Con 23 opere – alcune delle quali realizzate appositamente per l’esposizione romana come quelle della serieFrammenti -, la mostra racconta gli aspetti più significativi dell’evoluzione stilistica e della ricerca artistica in continua trasformazione di Maria Savino (1971, Vimercate), artista poliedrica che ha scelto la luce come medium espressivo principale del suo lavoro.
Elemento in grado di valicare confini e barriere spaziali, scevro di alcun limite di intensità e manifestazione emblematica della vita, è la luce che viene qui adoperata come relazione di idee, collegamento tra gli oggetti e amplificatore di concetti.

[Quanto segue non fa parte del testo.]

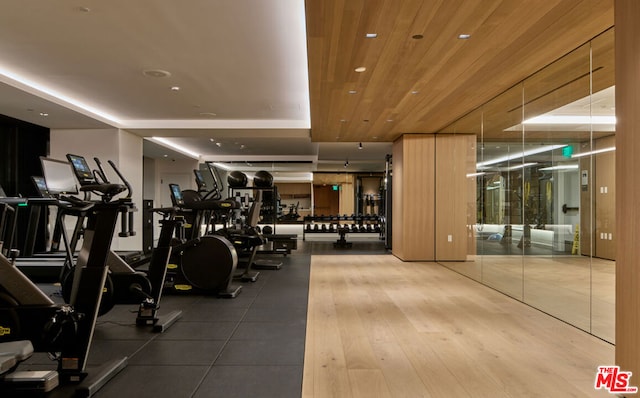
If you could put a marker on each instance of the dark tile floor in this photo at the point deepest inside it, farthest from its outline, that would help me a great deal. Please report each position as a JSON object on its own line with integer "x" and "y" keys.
{"x": 250, "y": 346}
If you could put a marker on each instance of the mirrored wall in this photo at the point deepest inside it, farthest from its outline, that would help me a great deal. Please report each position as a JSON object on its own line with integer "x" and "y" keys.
{"x": 543, "y": 220}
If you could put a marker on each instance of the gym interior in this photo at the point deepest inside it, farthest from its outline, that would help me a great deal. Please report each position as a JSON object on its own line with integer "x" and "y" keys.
{"x": 443, "y": 259}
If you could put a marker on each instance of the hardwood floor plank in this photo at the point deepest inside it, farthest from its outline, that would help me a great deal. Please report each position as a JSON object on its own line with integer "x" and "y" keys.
{"x": 379, "y": 326}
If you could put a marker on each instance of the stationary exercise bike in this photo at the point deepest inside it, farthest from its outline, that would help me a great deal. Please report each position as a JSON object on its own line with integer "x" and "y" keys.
{"x": 204, "y": 264}
{"x": 65, "y": 331}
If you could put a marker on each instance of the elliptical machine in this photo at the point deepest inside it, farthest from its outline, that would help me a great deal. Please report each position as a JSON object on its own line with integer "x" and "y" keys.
{"x": 124, "y": 285}
{"x": 204, "y": 264}
{"x": 65, "y": 331}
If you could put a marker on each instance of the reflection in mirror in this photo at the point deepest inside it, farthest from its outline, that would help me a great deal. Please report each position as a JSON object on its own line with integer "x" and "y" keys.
{"x": 556, "y": 280}
{"x": 545, "y": 192}
{"x": 500, "y": 165}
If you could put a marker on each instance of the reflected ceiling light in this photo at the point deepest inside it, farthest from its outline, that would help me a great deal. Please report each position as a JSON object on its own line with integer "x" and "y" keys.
{"x": 158, "y": 73}
{"x": 561, "y": 167}
{"x": 569, "y": 119}
{"x": 522, "y": 166}
{"x": 223, "y": 166}
{"x": 175, "y": 146}
{"x": 545, "y": 148}
{"x": 597, "y": 151}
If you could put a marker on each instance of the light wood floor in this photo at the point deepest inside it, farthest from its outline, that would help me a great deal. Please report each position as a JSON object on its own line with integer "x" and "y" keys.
{"x": 378, "y": 327}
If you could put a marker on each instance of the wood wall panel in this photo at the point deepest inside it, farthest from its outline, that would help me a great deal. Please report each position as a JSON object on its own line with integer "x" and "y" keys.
{"x": 451, "y": 197}
{"x": 627, "y": 15}
{"x": 413, "y": 197}
{"x": 605, "y": 197}
{"x": 397, "y": 210}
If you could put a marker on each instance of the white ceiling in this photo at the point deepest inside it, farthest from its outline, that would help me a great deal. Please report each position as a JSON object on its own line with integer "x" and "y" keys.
{"x": 240, "y": 65}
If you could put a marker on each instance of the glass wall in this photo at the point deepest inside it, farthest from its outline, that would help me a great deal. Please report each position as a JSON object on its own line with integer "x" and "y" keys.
{"x": 545, "y": 189}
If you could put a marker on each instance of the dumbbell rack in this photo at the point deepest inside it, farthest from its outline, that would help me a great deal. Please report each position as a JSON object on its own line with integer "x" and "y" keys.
{"x": 365, "y": 225}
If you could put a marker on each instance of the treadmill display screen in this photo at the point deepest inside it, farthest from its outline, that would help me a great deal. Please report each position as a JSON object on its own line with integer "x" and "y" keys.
{"x": 81, "y": 168}
{"x": 59, "y": 176}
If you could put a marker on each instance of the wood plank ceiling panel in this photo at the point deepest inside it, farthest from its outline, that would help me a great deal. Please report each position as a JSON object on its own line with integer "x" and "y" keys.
{"x": 422, "y": 85}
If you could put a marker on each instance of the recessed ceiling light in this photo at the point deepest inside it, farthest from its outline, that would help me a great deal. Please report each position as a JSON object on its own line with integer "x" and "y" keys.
{"x": 156, "y": 73}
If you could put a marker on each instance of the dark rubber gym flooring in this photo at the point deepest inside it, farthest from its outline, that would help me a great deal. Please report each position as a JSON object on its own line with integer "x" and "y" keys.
{"x": 250, "y": 346}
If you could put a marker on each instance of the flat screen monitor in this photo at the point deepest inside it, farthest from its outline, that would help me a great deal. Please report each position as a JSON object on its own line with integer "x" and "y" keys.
{"x": 41, "y": 186}
{"x": 202, "y": 185}
{"x": 254, "y": 213}
{"x": 176, "y": 195}
{"x": 81, "y": 168}
{"x": 59, "y": 176}
{"x": 217, "y": 181}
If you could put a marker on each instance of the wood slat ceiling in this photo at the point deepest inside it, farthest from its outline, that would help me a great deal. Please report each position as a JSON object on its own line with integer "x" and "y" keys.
{"x": 510, "y": 40}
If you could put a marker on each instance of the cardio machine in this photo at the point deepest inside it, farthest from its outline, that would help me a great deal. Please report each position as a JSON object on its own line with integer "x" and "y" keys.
{"x": 124, "y": 284}
{"x": 65, "y": 331}
{"x": 204, "y": 264}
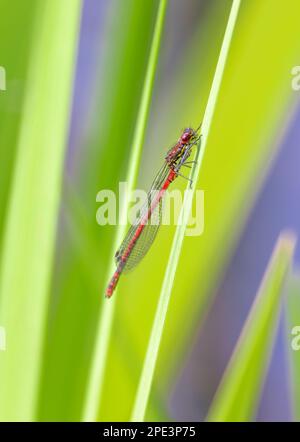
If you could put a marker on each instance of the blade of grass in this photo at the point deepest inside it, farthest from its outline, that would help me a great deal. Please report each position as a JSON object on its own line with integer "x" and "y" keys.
{"x": 34, "y": 201}
{"x": 95, "y": 385}
{"x": 157, "y": 329}
{"x": 239, "y": 392}
{"x": 293, "y": 328}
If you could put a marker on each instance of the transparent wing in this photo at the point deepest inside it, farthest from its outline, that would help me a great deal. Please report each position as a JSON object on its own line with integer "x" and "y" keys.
{"x": 147, "y": 236}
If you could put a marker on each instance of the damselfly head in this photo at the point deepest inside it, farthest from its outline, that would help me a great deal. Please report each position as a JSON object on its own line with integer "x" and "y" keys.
{"x": 187, "y": 135}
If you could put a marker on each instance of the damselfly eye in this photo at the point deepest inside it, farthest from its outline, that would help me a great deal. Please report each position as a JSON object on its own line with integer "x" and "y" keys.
{"x": 187, "y": 135}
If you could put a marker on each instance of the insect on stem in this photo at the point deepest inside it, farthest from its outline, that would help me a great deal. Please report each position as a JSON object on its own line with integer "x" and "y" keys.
{"x": 142, "y": 233}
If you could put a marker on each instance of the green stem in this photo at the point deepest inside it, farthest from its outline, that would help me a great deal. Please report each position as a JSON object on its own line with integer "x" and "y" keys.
{"x": 161, "y": 312}
{"x": 96, "y": 378}
{"x": 30, "y": 230}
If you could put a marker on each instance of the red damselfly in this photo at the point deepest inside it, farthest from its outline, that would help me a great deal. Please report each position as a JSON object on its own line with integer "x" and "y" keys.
{"x": 143, "y": 232}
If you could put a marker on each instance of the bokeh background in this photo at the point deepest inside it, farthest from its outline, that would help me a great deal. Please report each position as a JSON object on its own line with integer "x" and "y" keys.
{"x": 250, "y": 176}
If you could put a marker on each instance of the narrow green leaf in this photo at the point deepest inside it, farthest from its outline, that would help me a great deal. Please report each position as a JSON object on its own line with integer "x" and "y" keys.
{"x": 107, "y": 313}
{"x": 293, "y": 338}
{"x": 239, "y": 391}
{"x": 30, "y": 229}
{"x": 144, "y": 387}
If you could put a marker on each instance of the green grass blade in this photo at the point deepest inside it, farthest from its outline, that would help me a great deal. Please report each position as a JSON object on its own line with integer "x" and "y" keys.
{"x": 293, "y": 326}
{"x": 157, "y": 329}
{"x": 240, "y": 389}
{"x": 34, "y": 202}
{"x": 107, "y": 313}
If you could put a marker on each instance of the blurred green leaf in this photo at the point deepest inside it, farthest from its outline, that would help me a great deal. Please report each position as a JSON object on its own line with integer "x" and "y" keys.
{"x": 33, "y": 207}
{"x": 238, "y": 395}
{"x": 144, "y": 387}
{"x": 101, "y": 164}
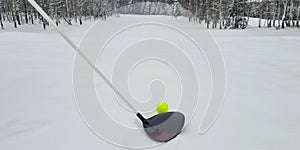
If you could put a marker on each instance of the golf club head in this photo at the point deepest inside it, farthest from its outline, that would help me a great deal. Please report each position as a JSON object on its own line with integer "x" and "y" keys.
{"x": 163, "y": 127}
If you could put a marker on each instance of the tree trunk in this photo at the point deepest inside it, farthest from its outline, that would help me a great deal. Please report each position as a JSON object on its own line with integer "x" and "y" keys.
{"x": 14, "y": 14}
{"x": 298, "y": 14}
{"x": 284, "y": 13}
{"x": 260, "y": 13}
{"x": 278, "y": 12}
{"x": 274, "y": 13}
{"x": 291, "y": 15}
{"x": 25, "y": 11}
{"x": 1, "y": 23}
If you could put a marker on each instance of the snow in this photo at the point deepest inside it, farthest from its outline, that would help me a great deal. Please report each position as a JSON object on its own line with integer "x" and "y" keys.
{"x": 37, "y": 108}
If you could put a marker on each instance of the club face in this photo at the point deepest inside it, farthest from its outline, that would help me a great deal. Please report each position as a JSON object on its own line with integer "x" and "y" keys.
{"x": 164, "y": 127}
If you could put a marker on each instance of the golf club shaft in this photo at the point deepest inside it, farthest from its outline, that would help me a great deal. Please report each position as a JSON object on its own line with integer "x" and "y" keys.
{"x": 77, "y": 49}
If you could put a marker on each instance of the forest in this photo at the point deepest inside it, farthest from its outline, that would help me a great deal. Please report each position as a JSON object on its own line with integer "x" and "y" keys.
{"x": 217, "y": 14}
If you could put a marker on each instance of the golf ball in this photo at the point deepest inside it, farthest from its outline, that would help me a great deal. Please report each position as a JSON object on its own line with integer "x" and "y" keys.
{"x": 162, "y": 107}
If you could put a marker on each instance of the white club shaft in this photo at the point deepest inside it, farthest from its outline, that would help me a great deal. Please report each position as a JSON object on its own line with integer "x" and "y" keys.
{"x": 76, "y": 48}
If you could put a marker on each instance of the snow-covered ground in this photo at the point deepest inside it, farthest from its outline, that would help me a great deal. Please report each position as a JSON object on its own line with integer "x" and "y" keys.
{"x": 261, "y": 109}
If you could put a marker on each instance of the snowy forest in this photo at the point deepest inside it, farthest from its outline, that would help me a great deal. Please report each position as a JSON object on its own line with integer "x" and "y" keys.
{"x": 219, "y": 14}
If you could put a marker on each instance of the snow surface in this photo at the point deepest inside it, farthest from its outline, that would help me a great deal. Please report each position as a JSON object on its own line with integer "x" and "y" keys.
{"x": 261, "y": 109}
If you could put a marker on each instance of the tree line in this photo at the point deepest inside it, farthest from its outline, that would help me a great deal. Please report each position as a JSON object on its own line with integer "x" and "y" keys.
{"x": 236, "y": 13}
{"x": 222, "y": 14}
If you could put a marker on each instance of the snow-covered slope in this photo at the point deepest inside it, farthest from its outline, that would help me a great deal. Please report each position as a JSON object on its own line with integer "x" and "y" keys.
{"x": 261, "y": 110}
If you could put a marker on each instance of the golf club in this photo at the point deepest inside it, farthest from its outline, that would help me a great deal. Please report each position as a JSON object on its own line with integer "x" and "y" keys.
{"x": 161, "y": 127}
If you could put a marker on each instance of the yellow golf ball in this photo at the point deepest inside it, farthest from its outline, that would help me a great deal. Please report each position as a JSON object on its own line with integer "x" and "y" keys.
{"x": 162, "y": 107}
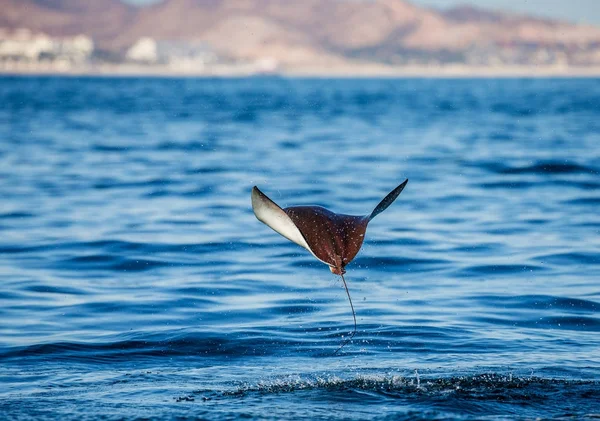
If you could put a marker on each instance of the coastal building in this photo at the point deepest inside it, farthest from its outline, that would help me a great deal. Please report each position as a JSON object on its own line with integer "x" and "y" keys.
{"x": 23, "y": 46}
{"x": 177, "y": 55}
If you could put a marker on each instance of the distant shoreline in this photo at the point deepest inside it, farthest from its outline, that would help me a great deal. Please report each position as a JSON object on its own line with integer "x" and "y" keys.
{"x": 352, "y": 71}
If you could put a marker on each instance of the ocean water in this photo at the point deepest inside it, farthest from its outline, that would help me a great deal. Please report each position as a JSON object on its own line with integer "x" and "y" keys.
{"x": 136, "y": 283}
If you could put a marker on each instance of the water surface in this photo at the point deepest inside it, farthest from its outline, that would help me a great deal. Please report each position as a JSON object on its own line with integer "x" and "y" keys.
{"x": 137, "y": 283}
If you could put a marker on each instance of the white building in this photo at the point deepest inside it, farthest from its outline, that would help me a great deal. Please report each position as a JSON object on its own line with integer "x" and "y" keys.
{"x": 22, "y": 45}
{"x": 178, "y": 55}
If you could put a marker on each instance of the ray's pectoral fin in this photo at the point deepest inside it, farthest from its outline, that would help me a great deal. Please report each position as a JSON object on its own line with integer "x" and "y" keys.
{"x": 388, "y": 200}
{"x": 269, "y": 213}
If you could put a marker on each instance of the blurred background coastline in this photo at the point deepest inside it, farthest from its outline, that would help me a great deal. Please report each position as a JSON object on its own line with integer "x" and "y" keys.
{"x": 308, "y": 38}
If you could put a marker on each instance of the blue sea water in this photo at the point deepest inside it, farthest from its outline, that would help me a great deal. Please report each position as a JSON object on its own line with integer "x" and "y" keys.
{"x": 136, "y": 283}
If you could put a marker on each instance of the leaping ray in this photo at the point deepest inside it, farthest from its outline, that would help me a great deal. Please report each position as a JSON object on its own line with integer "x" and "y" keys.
{"x": 332, "y": 238}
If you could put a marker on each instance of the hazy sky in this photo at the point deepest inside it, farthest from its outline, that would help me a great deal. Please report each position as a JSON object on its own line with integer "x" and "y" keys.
{"x": 574, "y": 10}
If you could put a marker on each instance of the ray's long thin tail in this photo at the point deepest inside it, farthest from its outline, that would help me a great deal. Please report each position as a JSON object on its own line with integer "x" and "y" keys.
{"x": 353, "y": 316}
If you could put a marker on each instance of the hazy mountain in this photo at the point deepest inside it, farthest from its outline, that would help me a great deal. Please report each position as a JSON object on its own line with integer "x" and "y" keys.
{"x": 318, "y": 31}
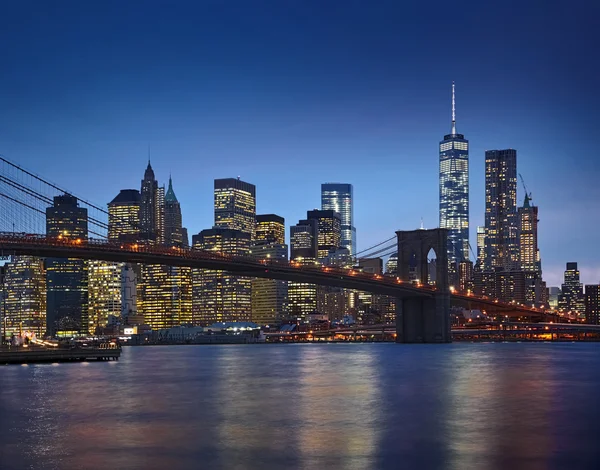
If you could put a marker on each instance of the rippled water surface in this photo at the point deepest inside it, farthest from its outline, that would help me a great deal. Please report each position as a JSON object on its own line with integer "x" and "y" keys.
{"x": 339, "y": 406}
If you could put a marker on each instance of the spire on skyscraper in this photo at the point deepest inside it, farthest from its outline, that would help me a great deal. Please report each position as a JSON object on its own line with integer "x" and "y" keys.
{"x": 453, "y": 111}
{"x": 170, "y": 196}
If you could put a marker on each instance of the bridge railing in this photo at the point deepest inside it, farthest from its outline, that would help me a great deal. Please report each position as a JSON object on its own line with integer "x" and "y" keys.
{"x": 8, "y": 238}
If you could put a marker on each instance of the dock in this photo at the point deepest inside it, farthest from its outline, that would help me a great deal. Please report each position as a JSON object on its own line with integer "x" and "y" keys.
{"x": 38, "y": 355}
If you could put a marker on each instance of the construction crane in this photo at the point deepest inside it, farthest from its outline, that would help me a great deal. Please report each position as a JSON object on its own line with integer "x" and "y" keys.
{"x": 527, "y": 194}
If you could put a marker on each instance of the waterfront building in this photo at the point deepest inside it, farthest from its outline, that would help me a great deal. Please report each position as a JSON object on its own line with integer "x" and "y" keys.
{"x": 123, "y": 225}
{"x": 235, "y": 205}
{"x": 571, "y": 298}
{"x": 66, "y": 278}
{"x": 554, "y": 293}
{"x": 270, "y": 228}
{"x": 302, "y": 297}
{"x": 592, "y": 304}
{"x": 24, "y": 296}
{"x": 480, "y": 246}
{"x": 104, "y": 293}
{"x": 329, "y": 234}
{"x": 339, "y": 197}
{"x": 501, "y": 221}
{"x": 124, "y": 216}
{"x": 454, "y": 191}
{"x": 269, "y": 296}
{"x": 151, "y": 208}
{"x": 217, "y": 295}
{"x": 173, "y": 220}
{"x": 391, "y": 265}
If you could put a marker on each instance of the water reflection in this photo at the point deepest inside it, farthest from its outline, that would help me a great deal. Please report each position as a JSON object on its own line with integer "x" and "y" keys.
{"x": 352, "y": 406}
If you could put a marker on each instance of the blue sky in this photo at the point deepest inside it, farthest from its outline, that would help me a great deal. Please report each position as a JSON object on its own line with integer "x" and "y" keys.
{"x": 290, "y": 94}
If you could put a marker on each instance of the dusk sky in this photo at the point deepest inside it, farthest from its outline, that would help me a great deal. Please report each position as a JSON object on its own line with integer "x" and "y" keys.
{"x": 291, "y": 94}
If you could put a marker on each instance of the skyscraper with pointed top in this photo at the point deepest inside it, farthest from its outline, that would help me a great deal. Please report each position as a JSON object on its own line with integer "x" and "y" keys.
{"x": 454, "y": 190}
{"x": 173, "y": 222}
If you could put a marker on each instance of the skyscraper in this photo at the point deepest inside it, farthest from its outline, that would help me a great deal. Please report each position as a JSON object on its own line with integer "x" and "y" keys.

Attraverso un affascinate e onirico percorso ideato come un gioco infinito, la mostra Percorsi luminosi trova il suo fulcro nell’opera Torre di Babele. Ruota della preghiera (2012): “Ho plasmato l’argilla creando tanti mattoni. – racconta l’artista Maria Savino – Mattone sopra mattone ho realizzato questa torre rossa, un muro, un cilindro che gira e rigira, abbatte la barriera, apre un varco. Ci sorprende. Una luce abbagliante arricchita da molteplici colori. Giallo, blu, rosso, verde, bianco. Palpita rivelando ogni sfumatura, ogni preziosa diversità (come madre natura ci insegna, la diversità è un dono da sostenere, da difendere). La luce li unisce, si anima, creando una danza di colori infiniti, come fa l’arcobaleno.”
Ad aprire il percorso espositivo, una sequenza dei primi lavori realizzati con lastre in acciaio di forte impatto visivo (come in Percorsi luminosi Rosa e Percorsi luminosi Celeste del 2015), possenti e sinuose forme attraversate da fili di vari colori che si riflettono sulla superficie specchiante dando vita a visioni e sensazioni differenti per l’osservatore.
In questo continuum cronologico ed evolutivo, l’artista presenta poi installazioni tridimensionali luminose monocrome, che amplificano le tematiche già evidenziando il percorso di sinaptici collegamenti per un do ut des: lavori realizzati con materiali e tecnologia semplici (materiali come fili, lampadine led, sfere in plexiglass, smalti, foto, quotidiani, radiografie e altro ancora), che si presentano al visitatore con sfere luminose su basi uniformi di vari colori, come satelliti dai quali partono fili opachi, come rami di vegetazione, segnali di vita. Appartengono a questa sezione opere delle serie Frammenti e Filo conduttore. Fili radicati sorgono e viaggiano su tragitti liberi per relazionare “Mondi” (sfere) e realtà differenti (nell’opera Filo conduttore 6 le sfere, come nel sistema Copernicano, orbitano nell’immenso giallo solare come pianeti culturali relazionati da “fili conduttori”).
La sfericità rende più limpido il linguaggio eliminando angoli chiusi e reconditi, in cui ogni singolo spazio acquisisce pari dignità indipendentemente da ciò che lo anima e dall’energia che lo fa pulsare. Il cangiante alternarsi di colori determina, infine, la dialettica (dei fili) tra opposti (Filo conduttore 8, 2016).
La mostra si conclude con la sua produzione più recente – testimonianza di un percorso reale e/o mentale -, che trae ispirazione dalla ricerca dell’essenza di un vissuto allo stesso tempo individuale e sociale, estrapolando dal caos l’essenza positiva che, come un faro, indica nuovi percorsi luminosi (fanno parte di questo periodo opere come Frammenti fanciulleschi e Frammenti di verità del 2016).
È così che, in alcune installazioni tridimensionali, le sfere diventano trasparenti e riempite con frammenti di radiografie (Frammenti. Introspezione materna del 2016) o di mappe geografiche di territori visitati, input trasudanti di tradizioni e culture differenti che permettono di individuare ed esprimere nuovi stimoli (Frammenti. Percorsi mentali del 2016).